E’ successo anche ad un artista italiano amatissimo. Un musicista di spessore, anche di grande longevità, che senza mostrarlo pubblicamente ha fatto sapere di aver affrontato un periodo davvero duro.

Stiamo parlando di Angelo Branduardi. Un cantautore italiano di grandissimo spessore, noto per alcuni brani celebri e storici della musica nostrana. Nell’intervista al Corriere della Sera si è lasciato andare a confidenze molto importanti.

Angelo Branduardi e la depressione: “Lo chiamavo il sole nero”

Parole toccanti quelle di Branduardi. Il cantautore nato in provincia di Milano nel 1950 è arrivato ad un periodo molto maturo della sua vita. Ma non ha nascosto di aver sofferto di depressione, il male del secolo.

Io ho chiamato questo male “il sole nero” perché quello che ho provato è stato proprio un totale anneramento della luce. Come se la luce non riuscisse più ad arrivare a me. Vorrei essere sincero e chiaro su questo punto, perché ho imparato che le parole da rivolgere alle persone che ne soffrono sono importanti e vanno calibrate. Intanto, nella mia famiglia c’erano stati, in passato, episodi simili, ma all’epoca queste persone venivano catalogate come “picchiatelli” e, come è accaduto a una mia zia, ricoverati in manicomi terribili” .

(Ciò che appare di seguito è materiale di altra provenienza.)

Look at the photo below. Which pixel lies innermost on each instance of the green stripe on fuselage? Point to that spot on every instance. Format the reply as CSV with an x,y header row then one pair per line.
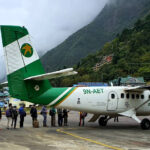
x,y
62,98
49,96
12,33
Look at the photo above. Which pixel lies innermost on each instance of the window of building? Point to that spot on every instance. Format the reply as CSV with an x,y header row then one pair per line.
x,y
122,95
142,96
112,96
137,96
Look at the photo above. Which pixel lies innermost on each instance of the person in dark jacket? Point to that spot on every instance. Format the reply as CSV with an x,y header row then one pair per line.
x,y
9,115
22,115
44,113
65,116
82,118
14,117
0,114
60,116
52,113
33,113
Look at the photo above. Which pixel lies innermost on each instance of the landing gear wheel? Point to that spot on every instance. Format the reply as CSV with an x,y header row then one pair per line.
x,y
102,121
145,124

Angelo Branduardi (websource)

Un problema che si è presentato anche durante la pandemia da Covid ed il lockdown: “Oggi per fortuna abbiamo sensibilità, cultura e strumenti medici. Io sono crollato nel 2020, nell’anno della pandemia. Per molti mesi, anche dopo l’allentamento delle misure, non ho nemmeno messo piede in giardino, vivevo segregato, avevo dentro il vuoto totale. Ho dovuto disdire degli impegni, ho annullato cose che mi avrebbero fatto comodo per la carriera”.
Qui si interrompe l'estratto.